A. By His death and resurrection, Jesus delivers us from the fear of death and the grave: Heb. 2:14-15
B. These things are whelmed beneath the sea just all our sins can be cast into the depths of the sea: Mic. 7:19
C. As a result, every heart may not be light and brave with the joy of the Lord: Phil. 4:4
IV. Stanza 4 emphasizes the hope that is brought to us by the resurrection of Christ
"The way of darkness that He trod To heaven at last shall come,
And he who hearkens to His word shall reach His Father’s home."
A. The way of darkness that He trod simply refers to the condescension and death of Jesus for us: Phil. 2:5-8
B. However, this way led Him to heaven, the Presence behind the veil, which He entered as our forerunner: Heb. 6:19-20
C. And if we follow His strait and narrow way, it shall lead us to the Father’s home as well: Matt. 7:13-14
V. Stanza 5 emphasizes the comfort give to us by the resurrection of Christ
"Now let the mourner grieve no more Though his beloved sleep;
A happier meeting shall restore Their light to eyes that weep."
A. Christians may grieve, but not as those who are without hope: 1 Thess. 1:13-17
B. Those who "sleep" refer to those who have died: Jn. 11:11-14
C. However, the righteous have the comfort of looking forward to a happier meeting when the dead are raised: 1 Cor. 15:50-54
VI. Stanza 6 emphasizes the reminder of both the death and resurrection of Christ
"He lives!

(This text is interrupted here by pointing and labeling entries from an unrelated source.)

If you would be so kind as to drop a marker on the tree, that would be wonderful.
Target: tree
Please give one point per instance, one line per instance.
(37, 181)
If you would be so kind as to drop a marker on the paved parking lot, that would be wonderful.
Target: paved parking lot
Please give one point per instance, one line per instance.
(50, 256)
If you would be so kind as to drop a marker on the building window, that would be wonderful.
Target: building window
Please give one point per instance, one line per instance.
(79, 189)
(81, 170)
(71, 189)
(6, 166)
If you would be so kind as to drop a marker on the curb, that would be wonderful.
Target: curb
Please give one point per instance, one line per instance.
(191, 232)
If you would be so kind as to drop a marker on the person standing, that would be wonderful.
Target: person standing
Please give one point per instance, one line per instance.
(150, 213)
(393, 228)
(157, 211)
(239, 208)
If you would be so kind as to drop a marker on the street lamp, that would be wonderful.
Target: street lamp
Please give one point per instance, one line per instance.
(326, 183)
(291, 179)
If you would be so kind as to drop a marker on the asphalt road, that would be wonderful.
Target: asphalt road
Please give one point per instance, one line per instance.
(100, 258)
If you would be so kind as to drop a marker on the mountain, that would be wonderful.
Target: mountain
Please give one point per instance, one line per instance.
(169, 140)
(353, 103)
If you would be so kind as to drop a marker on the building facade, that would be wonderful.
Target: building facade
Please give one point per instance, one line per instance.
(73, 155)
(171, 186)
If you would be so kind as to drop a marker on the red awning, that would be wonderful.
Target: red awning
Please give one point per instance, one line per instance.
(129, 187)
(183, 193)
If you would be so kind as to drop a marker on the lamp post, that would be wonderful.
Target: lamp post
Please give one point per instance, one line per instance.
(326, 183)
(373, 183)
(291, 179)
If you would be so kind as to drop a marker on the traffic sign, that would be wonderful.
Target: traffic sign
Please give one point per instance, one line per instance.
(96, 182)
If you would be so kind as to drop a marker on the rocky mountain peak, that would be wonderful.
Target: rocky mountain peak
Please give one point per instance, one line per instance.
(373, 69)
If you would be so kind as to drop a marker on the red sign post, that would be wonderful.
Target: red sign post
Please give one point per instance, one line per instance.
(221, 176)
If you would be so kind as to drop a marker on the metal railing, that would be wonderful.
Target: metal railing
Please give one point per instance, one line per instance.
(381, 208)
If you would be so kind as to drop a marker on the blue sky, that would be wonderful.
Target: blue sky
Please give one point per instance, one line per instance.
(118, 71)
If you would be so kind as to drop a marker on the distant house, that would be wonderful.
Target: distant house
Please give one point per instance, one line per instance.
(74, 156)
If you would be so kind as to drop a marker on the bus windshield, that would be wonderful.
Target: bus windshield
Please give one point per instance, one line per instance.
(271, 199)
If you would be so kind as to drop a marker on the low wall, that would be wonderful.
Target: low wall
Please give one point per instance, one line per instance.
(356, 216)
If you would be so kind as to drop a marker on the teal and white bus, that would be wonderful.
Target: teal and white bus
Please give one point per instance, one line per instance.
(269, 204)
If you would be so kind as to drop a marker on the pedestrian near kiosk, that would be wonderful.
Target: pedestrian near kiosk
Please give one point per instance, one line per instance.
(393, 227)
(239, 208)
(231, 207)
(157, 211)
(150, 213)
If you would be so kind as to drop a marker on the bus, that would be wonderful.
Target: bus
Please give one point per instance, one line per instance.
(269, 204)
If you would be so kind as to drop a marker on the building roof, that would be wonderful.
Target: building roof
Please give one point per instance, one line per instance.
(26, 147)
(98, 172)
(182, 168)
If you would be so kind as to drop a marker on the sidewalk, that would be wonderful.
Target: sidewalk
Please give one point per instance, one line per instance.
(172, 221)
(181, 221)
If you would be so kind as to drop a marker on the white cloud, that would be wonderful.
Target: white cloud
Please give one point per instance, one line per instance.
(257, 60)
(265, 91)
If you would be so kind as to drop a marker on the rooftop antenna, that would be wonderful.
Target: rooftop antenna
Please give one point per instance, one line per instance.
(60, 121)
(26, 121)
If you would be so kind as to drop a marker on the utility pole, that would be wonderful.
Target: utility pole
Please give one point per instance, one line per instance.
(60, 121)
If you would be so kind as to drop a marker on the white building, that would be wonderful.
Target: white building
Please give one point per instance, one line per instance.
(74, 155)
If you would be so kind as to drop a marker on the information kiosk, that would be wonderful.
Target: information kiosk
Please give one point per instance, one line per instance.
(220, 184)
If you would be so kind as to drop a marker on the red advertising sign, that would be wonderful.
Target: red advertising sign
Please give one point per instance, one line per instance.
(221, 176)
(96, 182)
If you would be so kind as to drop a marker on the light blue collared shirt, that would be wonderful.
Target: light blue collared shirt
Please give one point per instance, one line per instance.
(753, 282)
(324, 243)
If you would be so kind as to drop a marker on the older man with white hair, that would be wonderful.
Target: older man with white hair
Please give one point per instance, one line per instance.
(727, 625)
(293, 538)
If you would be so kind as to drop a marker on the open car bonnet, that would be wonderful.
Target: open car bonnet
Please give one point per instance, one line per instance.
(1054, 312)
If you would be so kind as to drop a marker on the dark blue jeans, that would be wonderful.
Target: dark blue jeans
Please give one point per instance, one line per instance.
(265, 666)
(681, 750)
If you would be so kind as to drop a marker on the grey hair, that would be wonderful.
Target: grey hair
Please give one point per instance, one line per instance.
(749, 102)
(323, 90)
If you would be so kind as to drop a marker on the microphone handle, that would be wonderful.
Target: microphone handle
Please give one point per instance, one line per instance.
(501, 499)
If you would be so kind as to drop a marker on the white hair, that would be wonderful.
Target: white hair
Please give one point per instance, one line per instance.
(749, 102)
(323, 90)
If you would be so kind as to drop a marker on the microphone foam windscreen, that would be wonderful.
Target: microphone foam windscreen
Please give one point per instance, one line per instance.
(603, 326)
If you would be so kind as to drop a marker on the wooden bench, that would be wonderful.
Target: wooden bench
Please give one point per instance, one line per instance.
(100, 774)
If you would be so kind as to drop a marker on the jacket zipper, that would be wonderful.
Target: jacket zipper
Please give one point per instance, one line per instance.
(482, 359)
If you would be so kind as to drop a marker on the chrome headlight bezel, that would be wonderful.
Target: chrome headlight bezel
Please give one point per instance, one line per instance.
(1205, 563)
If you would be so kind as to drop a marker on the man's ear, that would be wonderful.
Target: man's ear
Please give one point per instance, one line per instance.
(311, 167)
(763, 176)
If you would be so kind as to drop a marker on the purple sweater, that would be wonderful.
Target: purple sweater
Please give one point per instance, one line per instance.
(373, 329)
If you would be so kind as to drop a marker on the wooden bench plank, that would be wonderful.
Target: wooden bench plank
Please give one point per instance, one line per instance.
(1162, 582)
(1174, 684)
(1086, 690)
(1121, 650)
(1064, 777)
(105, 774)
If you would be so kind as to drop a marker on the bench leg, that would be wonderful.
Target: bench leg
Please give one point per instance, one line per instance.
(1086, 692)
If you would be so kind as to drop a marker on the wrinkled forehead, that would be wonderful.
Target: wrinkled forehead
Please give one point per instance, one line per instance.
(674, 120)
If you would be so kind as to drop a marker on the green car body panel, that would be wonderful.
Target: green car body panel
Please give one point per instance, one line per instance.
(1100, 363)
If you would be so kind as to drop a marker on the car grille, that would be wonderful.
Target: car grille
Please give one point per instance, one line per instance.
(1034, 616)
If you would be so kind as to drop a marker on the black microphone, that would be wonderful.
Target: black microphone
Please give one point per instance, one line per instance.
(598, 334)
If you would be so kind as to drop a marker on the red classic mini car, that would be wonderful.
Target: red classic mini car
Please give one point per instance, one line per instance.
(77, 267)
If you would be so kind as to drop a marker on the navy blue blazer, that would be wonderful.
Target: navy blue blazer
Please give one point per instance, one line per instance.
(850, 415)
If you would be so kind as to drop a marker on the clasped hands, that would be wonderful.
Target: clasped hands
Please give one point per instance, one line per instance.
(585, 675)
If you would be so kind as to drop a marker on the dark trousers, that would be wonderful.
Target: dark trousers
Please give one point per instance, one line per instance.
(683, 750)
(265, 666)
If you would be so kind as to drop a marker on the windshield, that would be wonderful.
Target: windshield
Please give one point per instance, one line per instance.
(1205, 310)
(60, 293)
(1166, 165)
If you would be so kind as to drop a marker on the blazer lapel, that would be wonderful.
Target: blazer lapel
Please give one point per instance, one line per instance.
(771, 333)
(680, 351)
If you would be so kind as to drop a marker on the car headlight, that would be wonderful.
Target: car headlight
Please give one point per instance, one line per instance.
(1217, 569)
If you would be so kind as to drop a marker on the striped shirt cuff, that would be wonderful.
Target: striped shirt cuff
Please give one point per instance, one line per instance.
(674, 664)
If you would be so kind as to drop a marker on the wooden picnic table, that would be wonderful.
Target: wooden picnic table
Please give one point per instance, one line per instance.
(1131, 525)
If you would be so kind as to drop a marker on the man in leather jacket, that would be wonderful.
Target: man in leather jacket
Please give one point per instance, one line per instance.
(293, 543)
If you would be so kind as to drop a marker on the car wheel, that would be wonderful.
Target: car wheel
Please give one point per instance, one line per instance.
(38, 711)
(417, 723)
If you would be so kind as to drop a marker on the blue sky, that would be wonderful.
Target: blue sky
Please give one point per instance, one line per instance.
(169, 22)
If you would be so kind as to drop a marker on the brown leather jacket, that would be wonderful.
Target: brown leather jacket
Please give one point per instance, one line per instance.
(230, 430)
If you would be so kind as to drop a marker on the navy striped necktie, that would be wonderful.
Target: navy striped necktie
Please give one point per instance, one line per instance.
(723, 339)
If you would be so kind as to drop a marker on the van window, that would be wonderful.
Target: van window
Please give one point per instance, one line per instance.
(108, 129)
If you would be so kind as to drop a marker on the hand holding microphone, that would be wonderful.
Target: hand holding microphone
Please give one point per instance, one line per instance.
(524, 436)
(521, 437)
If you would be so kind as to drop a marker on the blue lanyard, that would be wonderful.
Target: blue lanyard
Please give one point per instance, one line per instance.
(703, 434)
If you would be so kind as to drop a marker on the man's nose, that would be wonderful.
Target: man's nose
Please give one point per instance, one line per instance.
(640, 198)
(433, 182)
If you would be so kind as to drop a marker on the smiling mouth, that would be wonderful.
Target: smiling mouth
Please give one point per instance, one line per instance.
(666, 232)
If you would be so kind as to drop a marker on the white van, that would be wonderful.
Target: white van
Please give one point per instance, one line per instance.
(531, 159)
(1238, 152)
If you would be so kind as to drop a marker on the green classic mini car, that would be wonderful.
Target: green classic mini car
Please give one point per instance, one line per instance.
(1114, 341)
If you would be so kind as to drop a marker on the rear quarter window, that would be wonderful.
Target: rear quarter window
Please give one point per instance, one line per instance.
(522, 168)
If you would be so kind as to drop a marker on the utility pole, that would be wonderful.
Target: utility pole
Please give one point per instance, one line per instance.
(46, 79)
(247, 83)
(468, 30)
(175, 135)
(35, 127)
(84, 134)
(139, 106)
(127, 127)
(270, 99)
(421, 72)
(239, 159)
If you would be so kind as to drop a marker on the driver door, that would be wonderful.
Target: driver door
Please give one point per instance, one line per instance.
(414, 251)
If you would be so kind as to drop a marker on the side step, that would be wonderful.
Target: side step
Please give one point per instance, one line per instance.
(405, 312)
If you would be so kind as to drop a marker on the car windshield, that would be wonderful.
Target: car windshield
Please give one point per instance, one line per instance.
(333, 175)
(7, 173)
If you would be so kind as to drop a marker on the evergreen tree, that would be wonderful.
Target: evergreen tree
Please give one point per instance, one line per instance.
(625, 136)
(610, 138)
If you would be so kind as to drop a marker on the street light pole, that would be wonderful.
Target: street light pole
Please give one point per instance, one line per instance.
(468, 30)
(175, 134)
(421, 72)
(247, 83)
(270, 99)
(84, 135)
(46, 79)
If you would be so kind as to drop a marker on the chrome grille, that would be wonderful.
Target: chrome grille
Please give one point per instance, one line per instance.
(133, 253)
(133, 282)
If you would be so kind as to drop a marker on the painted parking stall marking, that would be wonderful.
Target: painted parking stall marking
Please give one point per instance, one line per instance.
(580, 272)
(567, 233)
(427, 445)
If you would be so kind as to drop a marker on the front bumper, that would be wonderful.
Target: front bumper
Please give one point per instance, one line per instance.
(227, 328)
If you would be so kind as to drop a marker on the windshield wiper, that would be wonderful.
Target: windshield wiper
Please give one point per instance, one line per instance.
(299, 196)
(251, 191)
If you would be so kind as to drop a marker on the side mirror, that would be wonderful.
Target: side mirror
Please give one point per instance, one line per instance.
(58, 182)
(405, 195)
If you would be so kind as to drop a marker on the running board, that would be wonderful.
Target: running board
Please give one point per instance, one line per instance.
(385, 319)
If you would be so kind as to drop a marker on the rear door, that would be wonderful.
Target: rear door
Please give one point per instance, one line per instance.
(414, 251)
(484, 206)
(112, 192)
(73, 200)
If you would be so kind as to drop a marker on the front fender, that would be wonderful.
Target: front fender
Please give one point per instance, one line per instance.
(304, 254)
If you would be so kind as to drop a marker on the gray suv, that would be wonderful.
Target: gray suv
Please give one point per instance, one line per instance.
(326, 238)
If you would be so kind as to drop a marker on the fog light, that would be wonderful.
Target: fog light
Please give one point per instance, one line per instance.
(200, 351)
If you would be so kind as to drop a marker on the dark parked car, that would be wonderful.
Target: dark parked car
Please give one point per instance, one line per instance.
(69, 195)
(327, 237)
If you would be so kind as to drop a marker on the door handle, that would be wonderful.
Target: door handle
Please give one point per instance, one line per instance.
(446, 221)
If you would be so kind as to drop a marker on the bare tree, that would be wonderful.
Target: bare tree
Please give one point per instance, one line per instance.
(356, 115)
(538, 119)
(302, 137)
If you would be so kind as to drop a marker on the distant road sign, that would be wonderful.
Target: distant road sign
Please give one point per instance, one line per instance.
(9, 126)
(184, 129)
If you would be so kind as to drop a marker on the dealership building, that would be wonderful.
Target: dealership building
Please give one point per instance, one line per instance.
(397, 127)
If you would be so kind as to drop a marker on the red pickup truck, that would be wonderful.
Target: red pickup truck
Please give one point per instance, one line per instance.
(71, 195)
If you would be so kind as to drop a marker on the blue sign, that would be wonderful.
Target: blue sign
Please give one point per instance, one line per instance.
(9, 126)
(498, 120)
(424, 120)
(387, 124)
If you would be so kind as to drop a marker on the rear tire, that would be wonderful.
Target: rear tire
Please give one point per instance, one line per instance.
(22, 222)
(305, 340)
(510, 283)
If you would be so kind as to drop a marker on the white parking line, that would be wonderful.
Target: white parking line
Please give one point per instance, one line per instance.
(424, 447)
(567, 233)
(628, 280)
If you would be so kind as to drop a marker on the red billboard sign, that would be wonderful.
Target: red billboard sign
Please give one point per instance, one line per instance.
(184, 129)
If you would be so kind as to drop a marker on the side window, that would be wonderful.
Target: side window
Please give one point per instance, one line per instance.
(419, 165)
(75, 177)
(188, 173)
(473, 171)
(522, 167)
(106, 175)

His presence hath not ceased, Though foes and fears be rife;
And thus we hail in this great feast A world renewed in life!"
(Since this was intended as an "Easter hymn," the original read "in Easter’s feast")
A. Because He rose from the dead, Jesus ever lives to make intercession for us: Heb. 7:25
B. As our living Lord, He gave us a feast to remind us of His death: Matt. 26:26-29
C. Yet, as we remember His death, we also hail a world renewed to life because we look forward to His coming again: 1 Cor. 11:23-26
CONCL.: John Julian said of Hardenberg, "His hymns, 15 in all, are distinguished by beauty of rhythm and lyric grace. While some have been included in recent German hymn-books…thorough the influence of F. Schleiermacher, yet for Church use they are too subjective, and in some cases even too sentimental. They must be regarded as beautiful and deeply spiritual poems, rather than as hymns suited for public worship." This is the only one of his hymns which I have ever seen in a hymnbook. However, I do need to remember that when I partake of the Lord’s supper there is something about the death and resurrection of Christ that "I Say to All Men Far and Near."